北京大学海外学者讲座预告 克劳斯·迈因策尔教授

三月 23, 2018
北京大学海外学者讲座预告 克劳斯·迈因策尔教授

北京大学海外学者讲座

Overseas Scholar Lectures, Peking University

Univ.-Prof. em. Dr. Klaus Mainzer

Emeritus of Excellence

Technical University of Munich, Germany

克劳斯·迈因策尔教授,欧洲科学与艺术院院士、德国工程院院士、德国慕尼黑工业大学教育学院荣休教授

1.“Challenges of Complexity: Computational Revolution of Science and Society”

18 April 2018, 6:30-8:30 pm. Room 309, the First Teaching Building. Peking University.

2018418日(周三)晚上6:30-8:30,北京大学第一教学楼309教室。

Nowadays, science and society produce a huge amount of data with increasing complexity – from cosmology and life sciences to ecology, economy and the Internet. Are there common laws behind pattern formation in complex systems of nature and society? The lecture explains fundamental laws of complex systems dynamics which can be used to handle crises and risks in nature and society. The increasing computer power opens new avenues to interdisciplinary explanation, simulation and prediction in natural and social sciences. Can the universe be understood as a gigantic supercomputer with algorithms generating complex pattern formation? This question already came up by prominent scientists of the 20th century (e.g., J. v. Neumann, K. Zuse and R. Feynman). The lecture will give a modern answer from a current point of view in science and technology.

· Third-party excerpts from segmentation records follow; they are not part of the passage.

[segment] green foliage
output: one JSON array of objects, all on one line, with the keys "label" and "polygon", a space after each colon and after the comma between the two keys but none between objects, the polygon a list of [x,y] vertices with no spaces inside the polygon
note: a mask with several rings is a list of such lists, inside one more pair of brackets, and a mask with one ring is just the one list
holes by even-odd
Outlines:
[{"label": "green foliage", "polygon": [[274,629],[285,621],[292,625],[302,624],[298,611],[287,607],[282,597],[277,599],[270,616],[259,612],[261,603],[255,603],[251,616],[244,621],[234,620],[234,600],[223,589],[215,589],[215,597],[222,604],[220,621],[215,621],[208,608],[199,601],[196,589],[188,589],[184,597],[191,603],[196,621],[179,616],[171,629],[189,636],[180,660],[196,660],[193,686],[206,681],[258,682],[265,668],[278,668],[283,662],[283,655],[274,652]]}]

References: K. Mainzer: Thinking in Complexity. The Computational Dynamics of Matter, Mind, and Mankind, Springer: New York 5th edition 2007 (Chinese translations: 1997 (1st edition), 2012 (5th edition)); K. Mainzer and L. Chua, The Universe as Automaton. From Simplicity and Symmetry to Complexity, Springer: Berlin 2011; K. Mainzer and L. Chua: Local Activity Principle: The Cause of Complexity, Imperial College Press: London 2013; K. Mainzer, The Digital and the Real World. Computational Foundations of Mathematics, Science, Technology, and Philosophy (World Scientific Singapore 2018).

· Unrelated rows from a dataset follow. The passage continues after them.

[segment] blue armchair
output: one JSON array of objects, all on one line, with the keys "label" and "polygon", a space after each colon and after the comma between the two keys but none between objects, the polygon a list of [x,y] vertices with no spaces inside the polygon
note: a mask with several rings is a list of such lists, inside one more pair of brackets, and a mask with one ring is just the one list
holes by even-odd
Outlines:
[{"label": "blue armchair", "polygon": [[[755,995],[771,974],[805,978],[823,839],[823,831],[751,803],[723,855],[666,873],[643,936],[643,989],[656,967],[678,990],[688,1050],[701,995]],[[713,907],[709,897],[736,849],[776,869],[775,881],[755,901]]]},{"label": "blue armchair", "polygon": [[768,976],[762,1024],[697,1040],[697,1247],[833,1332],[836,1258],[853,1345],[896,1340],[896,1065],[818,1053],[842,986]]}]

 2.“Artificial Intelligence and its Strategic Challenge for the Development of Mankind

19 April 2018, 9:00-11:00 (Chinese Academy of Science CAS)

2018年4月19日(周四)上午9:00-11:00,中国科学院科技战略咨询研究院(北京市海淀区中关村北一条15号,100190),科研综合楼901会议室

Digitalization will change the world of science and technology completely. Exponentially growing computer power (Moore’s law) will lead to new kinds of supercomputers: China already has the most powerful computers of the world. We need this kind of computer power to manage the exponential increasing mass of data in research and development. In the Internet of Things (IoT), industrial production, trade, and services will be automated step by step with dramatic change of the labor world. In blockchain, central institutions (e.g., banks) will be replaced by decentral data bases to enable direct transactions between clients. Decision making will be improved by intelligent algorithms and data mining.

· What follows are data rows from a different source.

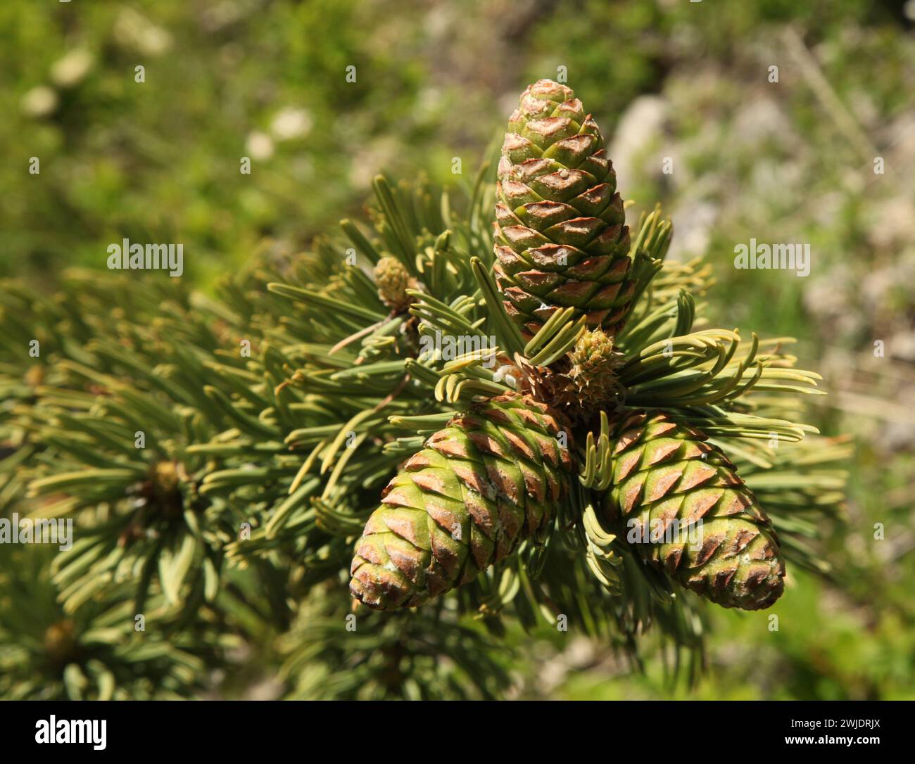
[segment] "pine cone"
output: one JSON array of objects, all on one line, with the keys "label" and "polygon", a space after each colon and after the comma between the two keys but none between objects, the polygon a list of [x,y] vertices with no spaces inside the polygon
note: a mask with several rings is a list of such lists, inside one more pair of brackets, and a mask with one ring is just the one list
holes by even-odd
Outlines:
[{"label": "pine cone", "polygon": [[522,93],[499,163],[494,266],[505,308],[533,335],[560,307],[616,334],[632,297],[629,228],[597,123],[571,89]]},{"label": "pine cone", "polygon": [[382,257],[375,265],[373,274],[378,285],[378,296],[384,305],[402,313],[410,307],[413,298],[407,289],[415,289],[413,278],[396,257]]},{"label": "pine cone", "polygon": [[421,605],[545,531],[572,468],[565,427],[517,393],[455,416],[384,489],[356,545],[353,597],[380,610]]},{"label": "pine cone", "polygon": [[642,555],[725,608],[774,603],[785,565],[772,523],[721,450],[662,413],[632,414],[617,433],[606,506]]},{"label": "pine cone", "polygon": [[613,338],[602,329],[590,329],[582,334],[568,353],[568,369],[561,375],[565,387],[558,400],[571,412],[586,415],[624,392],[617,371],[625,356],[613,346]]}]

From the perspective of software, we need artificial intelligence and machine learning to handle the huge amount of data. In science and technology, machine learning algorithms will detect correlations and patterns of data as basis of new hypotheses, discoveries and innovations. In society, mobility will be improved by self-learning cars. Obviously, machine learning is very effective, but suffers from less understanding of its dynamics. In safety-critical systems, severe questions of responsibility arise with spreading automation. How can we improve reliability and trust in AI as service systems of mankind? In a world-wide competition of AI-technology, China and Europe should aim at a strategic partnership.

References: Yongxiang Lu (Ed.): Science & Technology in China: A Roadmap to 2050. Strategic General Report of the Chinese Academy of Sciences. Springer: Beijing 2010; K. Mainzer: Artificial intelligence and machine learning -- Algorithmic foundations and philosophical perspective (Chinese). In: Journal of Shanghai Normal University (Philosophy & Social Sciences Edition) 48(3) 2018; K. Mainzer: Artificial Intelligence (German: Springer 2016); K. Mainzer: Information (German: Berlin University Press 2016); K. Mainzer, The Digital and the Real World. Computational Foundations of Mathematics, Science, Technology, and Philosophy (World Scientific Singapore 2018).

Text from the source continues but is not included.